Her anger gave way to fear.
“When the (U.S. Marshals Service) task force was really going after him, I told them the gun they thought he had was a toy,” she said. “I was scared for him.”
John Baldasaro was arrested a few days after the Chesterfield robberies at a Manhattan hotel.
It wasn’t the first time he was nabbed in the Big Apple. Many years earlier, the authorities found him in the city and he leaped from a second-story window to avoid arrest and broke both his ankles, Alfred Baldasaro said.
Vanessa Baldasaro has begun listening to her friends who had warned her to stay away from John Baldasaro.
She said she is trying to erase him from her life, but it’s difficult. She still cries when she thinks about him going back to prison.

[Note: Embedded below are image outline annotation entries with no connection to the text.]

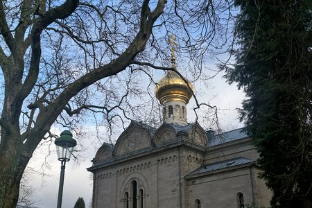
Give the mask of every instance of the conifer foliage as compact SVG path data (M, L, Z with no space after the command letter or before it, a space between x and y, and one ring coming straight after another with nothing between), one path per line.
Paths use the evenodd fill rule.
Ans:
M273 191L273 207L312 207L311 0L237 0L229 83L248 98L241 119Z

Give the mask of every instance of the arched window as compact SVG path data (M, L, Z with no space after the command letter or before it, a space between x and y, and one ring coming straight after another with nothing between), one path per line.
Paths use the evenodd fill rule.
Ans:
M162 115L164 118L166 117L166 106L164 106L164 107L162 108Z
M185 111L185 107L182 106L182 117L183 119L185 119L187 117L187 112Z
M140 198L140 207L139 208L144 208L144 201L143 201L143 200L144 200L144 191L143 191L143 189L141 189L139 191L139 198Z
M181 117L181 107L179 105L175 105L175 116L176 118Z
M131 183L132 187L132 208L137 208L137 183L135 180L132 181Z
M173 115L173 108L172 107L172 105L169 105L169 108L168 108L168 113L169 113L169 118L172 117L172 116Z
M129 208L129 200L128 200L128 198L129 198L129 193L126 191L125 193L125 198L124 198L124 202L125 202L125 205L123 206L123 207L125 208Z
M236 195L237 207L245 208L244 205L244 196L242 193L239 192Z
M197 199L195 200L195 208L200 208L200 200Z

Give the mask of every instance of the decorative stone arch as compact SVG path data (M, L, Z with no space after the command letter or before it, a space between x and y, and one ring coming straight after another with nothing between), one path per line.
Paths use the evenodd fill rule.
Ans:
M182 118L186 119L187 118L187 108L185 106L182 106L182 111L181 111Z
M92 162L96 164L102 162L111 160L113 157L113 148L114 146L112 144L104 142L96 152L96 154Z
M113 154L122 156L132 152L150 146L150 131L140 126L136 121L131 121L127 129L121 133L116 141Z
M179 105L175 105L173 112L173 115L176 118L181 118L181 107Z
M170 105L168 106L168 117L171 118L172 116L173 116L173 107Z
M238 208L244 208L244 195L241 192L239 192L236 193L236 203Z
M200 199L196 199L194 202L194 208L202 208L202 202Z
M156 130L153 138L153 144L157 146L175 140L176 134L175 128L171 125L164 123Z
M141 173L133 173L130 174L125 180L123 181L119 196L121 197L120 200L121 202L123 203L123 207L125 207L126 203L128 202L129 207L133 207L133 190L132 190L132 186L133 182L135 182L137 185L137 205L139 205L138 208L141 207L141 205L144 205L143 207L145 206L145 199L148 196L148 184L146 178ZM140 190L142 190L143 195L140 195ZM128 199L124 198L125 196L125 193L128 193ZM127 200L128 201L127 201Z
M206 132L198 123L195 123L189 130L189 139L202 146L207 146Z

“I am moving on,” she said. “I still think about what we could have been together.”
Her 5-year-old foster son, Louis, who looks at John Baldasaro as a father figure, is still waiting for his dad to come home. Vanessa Baldasaro said she hints that it will be a long time before he returns, but she cannot bring herself to tell the boy the truth.
“I tell him he’s on a boat,” she said. “He’s on a boat ride and he cannot dock.”